‘Science is our oil’, SFI chief says

21 Dec 2011

Nanotech, life sciences and green tech could be key scientific areas for science in Ireland over the coming years, as the tech industry pools its resources

For all that has gone wrong in the Irish economy in recent years, science is going to be the one shining light to help put Ireland back on the global stage for its inventiveness and entrepreneurial spirit, as well as putting it back on the right fiscal path. That’s according to Dr Graham Love, the head of Science Foundation Ireland (SFI).

And with Dublin being the host of City of Science in 2012, Ireland’s science and innovation status will be further amplified across the world, especially in July, with the capital city hosting the European Science Open Forum Conference (ESOF2012).

Speaking at SFI headquarters yesterday to science journalists, Love, SFI’s interim director-general, spoke about Budget 2012, pointing to how it was the first time that the new Government had delivered its view of the R&D agenda.

So how did the Fine Gael-Labour coalition react to Ireland’s science agenda in the recent Budget?

For 2012, SFI gleaned €156m as its capital budget. Love said the money will be used in 2012 to invest in scientific grants, primarily at institutes of technology and the universities here in Ireland.

Love said he was pleased with the Government’s decision, even though the amount being given to SFI next year is around 3pc lower than the previous €161m awarded to SFI for 2011.

“We’re pleased with the €156m figure. With the unit cost reductions and efficiencies we have put into our own operations we can do a lot with that money (€156m) next year. Ireland has also become cheaper to do business in,” he said.

STEM subjects and Ireland

SFI focuses on fourth-level scientific research in Ireland, but Ireland’s Leaving Cert has also come under the global radar of late, with some experts arguing the Leaving Cert formula needs to be revamped in order to make STEM subjects more enticing for second-level students

SFI’s 2012 outlook

So what’s the SFI plan for 2012?

Since it was first set up in 2000, SFI has been striving to reposition Ireland in the word for its scientific research, but Love is the first to admit that the SFI formula needs to be tweaked so that research can make it out of the lab and into industry. Such a repositioning, he says, will also make Ireland be seen as a place where science is fashionable, especially for students wishing to take it up at third and fourth level, with a view to carving out great careers for themselves, and potentially being the next entrepreneur to take over from the Mark Zuckerbergs and Sergey Brins of the tech world.

“We’re going to reconfigure the way we invest to produce centres of science that interact more flexibly with companies to help translate that research into enhanced competitiveness,” said Love yesterday.

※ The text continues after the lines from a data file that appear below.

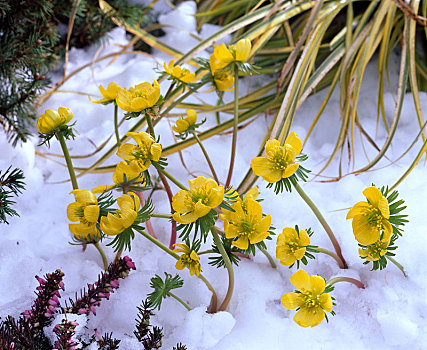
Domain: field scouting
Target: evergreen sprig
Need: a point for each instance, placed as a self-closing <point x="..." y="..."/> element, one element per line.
<point x="162" y="288"/>
<point x="11" y="183"/>
<point x="285" y="184"/>
<point x="217" y="259"/>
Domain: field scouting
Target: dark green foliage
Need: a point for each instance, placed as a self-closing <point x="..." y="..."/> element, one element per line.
<point x="11" y="183"/>
<point x="162" y="288"/>
<point x="27" y="38"/>
<point x="31" y="45"/>
<point x="217" y="259"/>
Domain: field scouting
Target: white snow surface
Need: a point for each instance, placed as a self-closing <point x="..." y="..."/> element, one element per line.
<point x="389" y="314"/>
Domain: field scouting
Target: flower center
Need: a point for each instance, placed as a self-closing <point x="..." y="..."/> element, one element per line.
<point x="141" y="153"/>
<point x="374" y="217"/>
<point x="311" y="300"/>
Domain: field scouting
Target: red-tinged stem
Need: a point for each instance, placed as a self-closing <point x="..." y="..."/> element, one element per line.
<point x="356" y="282"/>
<point x="235" y="124"/>
<point x="148" y="222"/>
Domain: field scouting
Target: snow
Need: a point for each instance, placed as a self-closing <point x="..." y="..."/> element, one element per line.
<point x="388" y="314"/>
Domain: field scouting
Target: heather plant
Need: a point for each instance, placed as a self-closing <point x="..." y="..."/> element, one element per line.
<point x="211" y="209"/>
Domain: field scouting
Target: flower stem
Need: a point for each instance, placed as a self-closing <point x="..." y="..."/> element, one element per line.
<point x="269" y="257"/>
<point x="67" y="157"/>
<point x="177" y="257"/>
<point x="170" y="177"/>
<point x="342" y="263"/>
<point x="230" y="270"/>
<point x="235" y="123"/>
<point x="116" y="125"/>
<point x="400" y="267"/>
<point x="328" y="252"/>
<point x="180" y="300"/>
<point x="158" y="215"/>
<point x="209" y="251"/>
<point x="356" y="282"/>
<point x="150" y="125"/>
<point x="206" y="156"/>
<point x="101" y="252"/>
<point x="182" y="98"/>
<point x="73" y="178"/>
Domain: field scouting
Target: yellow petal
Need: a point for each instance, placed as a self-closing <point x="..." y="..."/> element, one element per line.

It sounds like an ambitious plan, and Love indicated that the reshuffle won’t happen overnight, but the plan is to ensure that the current 3,000 scientific researchers and 28 large research centres are supported to help get back on a positive economic growth curve.

Here’s an idea what the SFI reshuffle plan will entail, in order to make sure applied research is just that and that companies large and small can access the scientific research being carried out in Ireland and progress their own technologies.

  • Right now, there are nine CSETS (centres for science, engineering and technology) in Ireland and 19 strategic research clusters.
  • Over the next 10 years, SFI will be condensing these 28 entities into smaller numbers, instead spinning them out into 15-18 ‘SFI Research Centres’.

“Next year we’ll be putting 28pc of our budget into the centres and research clusters,” said Love yesterday.

“We’re trying to simplify the model. Right now, the IP model makes it impossible for a small company, for instance, that wants to come into a specific SFI hub and carry out a specific piece of research.”

New SFI research centre model

He described the new configuration like a disc with a core, an outside layer, and branches extending from that.

“We want to create the core leadership and then we want to have the core research platform to allow people to come in on a bilateral basis. It will enable flexible partnership and cost share.” He said the branches extending out of the disc could be the Intel’s of this world or a small printing company, for instance that wants to engage in a three-month project at one of the SFI centres to progress its product or service.

“Right now the system is not flexible enough,” said Love.

Jim O’Hara’s recommendations

He also spoke about how former Intel Ireland CEO Jim O’Hara will be bringing out his report based on the Research Prioritisation Group he chaired, potentially in January 2012. Meanwhile, SFI board member Jim Mountjoy is also going to be implementing the recommendations of the Intellectual Property Group that he chairs.

Global scientific lab

SFI is also looking to the global scientific lab so researchers in Ireland can share knowledge capital. SFI groups, for instance, have more than 1,700 international collaborations spanning 58 countries.

Key SFI plans for 2012

Focal areas for 2012 include:

  • Launch of new SFI Research Centre Programme
  • Launch of new Strategic Collaborative Development Award Programme
  • Ramp up the Technology Innovation Development Programme
  • Amendment to legislation to extend the functions/remit of Science Foundation Ireland to cover technology transfer.